CISA Urges Federal Agencies to Use Approved DNS ServiceAgency Planning to Support Newer Encryption Technology in the Future
The U.S. Cybersecurity and Infrastructure Security Agency is reminding government agencies to continue using an approved DNS resolution service at a time when a large portion of the federal workforce has been shifted to home offices because of the COVID-19 pandemic, according to a memo released by Director Christopher Krebs this week.
CISA, which is part of the U.S. Department of Homeland Security, issued the memo Thursday to remind government CIOs that they have a legal obligation to continue to use the approved EINSTEIN 3 Accelerated (E3A) DNS resolution service for devices that are connected to federal government networks. A resolution service translates IP addresses into domain names.
In addition to other security capabilities, the E3A DNS service provides a sinkholing feature that blocks access to malicious infrastructure by overriding public DNS records that have been identified as dangerous, according to the Krebs memo.
One reason why CISA and Homeland Security are urging agencies now to ensure that they are using the government-sanctioned DNS resolution standard is that a sizable portion of the federal workforce has been forced into telework environments over the past two months because of the global COVID-19 pandemic.
When working from home or remote offices, federal employees may try to connect devices to government networks using unsupported, third-party DNS encryption services, which can open up the infrastructure to hacking or other types of cyber threats since these services are not fully vetted yet, says Bryan Ware, assistant director of CISA. Only the E3A DNS resolution service is currently supported by the U.S. government.
"CISA has issued a memo reminding agencies of their responsibilities to use EINSTEIN 3 Accelerated, our DNS service," Ware notes. "The vast majority of agencies already do this, but particularly in light of increased telework, we felt it worth reiterating. In most instances where agencies bypass our protections, the reasons for non-use are well-intentioned. Indeed, we know that in some circumstances, agencies seek to take advantage of protections we don't offer, or account for cases that are operationally difficult for us to support."
Other DNS Services
While the U.S. government only supports EINSTEIN 3 Accelerated for now, the Krebs memo notes that CISA is encouraging the development of two other Domain Name System services called DNS over HTTPS (DoH) and DNS over TLS (DoT), which are being tested and deployed by private companies and organizations such as Mozilla, Google and Microsoft.
An industry standard for these DoH and DoT, however, has not been published.
DoH allows Domain Name System queries to run over encrypted HTTPS connections to ensure safer and more private browsing. DoT does the much the same, but relies on routing the DNS query through the Transport Layer Security protocol instead of HTTPS.

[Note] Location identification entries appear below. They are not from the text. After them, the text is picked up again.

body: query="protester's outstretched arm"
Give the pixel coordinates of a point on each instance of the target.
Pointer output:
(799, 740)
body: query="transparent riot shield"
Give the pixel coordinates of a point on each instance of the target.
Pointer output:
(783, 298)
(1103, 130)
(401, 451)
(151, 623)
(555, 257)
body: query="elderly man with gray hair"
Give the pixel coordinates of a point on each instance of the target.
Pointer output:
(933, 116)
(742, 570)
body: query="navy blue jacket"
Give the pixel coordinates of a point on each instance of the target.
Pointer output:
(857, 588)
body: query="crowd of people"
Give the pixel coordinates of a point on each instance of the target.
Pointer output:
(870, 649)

For years, DNS requests were unencrypted, which made these queries visible to network services providers and ISPs as well as vulnerable to interception by hackers or what is called DNS hijacking. DoH and DoT are attempting to resolve these security issues by using encryption by default.

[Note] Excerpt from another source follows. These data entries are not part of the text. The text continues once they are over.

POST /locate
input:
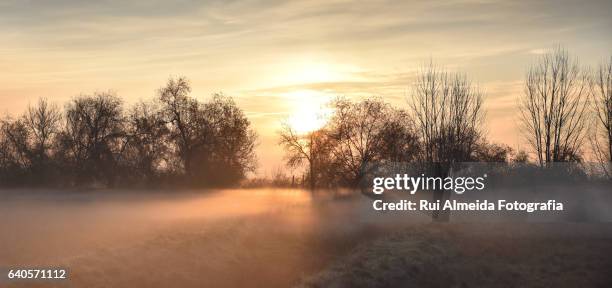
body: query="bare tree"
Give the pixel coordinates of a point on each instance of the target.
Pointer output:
(147, 147)
(94, 136)
(43, 122)
(602, 104)
(356, 127)
(447, 109)
(554, 108)
(180, 111)
(214, 139)
(311, 148)
(228, 150)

Privacy organization such as the Electronic Frontier Foundation are also encouraging the development of DoH and DoT services.
And while CISA is supporting these developments, the federal government does not have a DNS resolution service that currently supports DoH and DoT, which is why agencies are being encouraged to continue to use the EINSTEIN 3 Accelerated service for now.
The Krebs memo left open the possible of creating a new DNS resolution services in the future that supports DoH and DoT.
"DoH and DoT add desirable security features to DNS resolution; however, federal agencies that use DNS resolvers other than E3A lose the protection that defensive DNS filtering provides, and E3A does not currently offer encrypted DNS resolution," Krebs notes. "CISA intends to offer a DNS resolution service that supports DoH and DoT in time. Until then, agencies must use E3A for DNS resolution."
While CISA is not supporting DoH and DoT services yet, third parties are beginning to roll out these features on their web browsers and other software services.
In November 2019, for example, Microsoft announced that it would begin to support DoH in Windows, which the company said "will close one of the last remaining plain-text domain name transmissions in common web traffic" (see: Microsoft Moves Toward DNS Over HTTPS).
Mozilla announced in February that it is now using DoH by default in its Firefox browser, although organizations that don't support this encryption service can disable it they choose.
Finally, Google announced in September 2019 that with the release of its Chrome 78 and 79 web browser builds, it would begin limited trials of DoH as well, although a full roll out is not yet scheduled.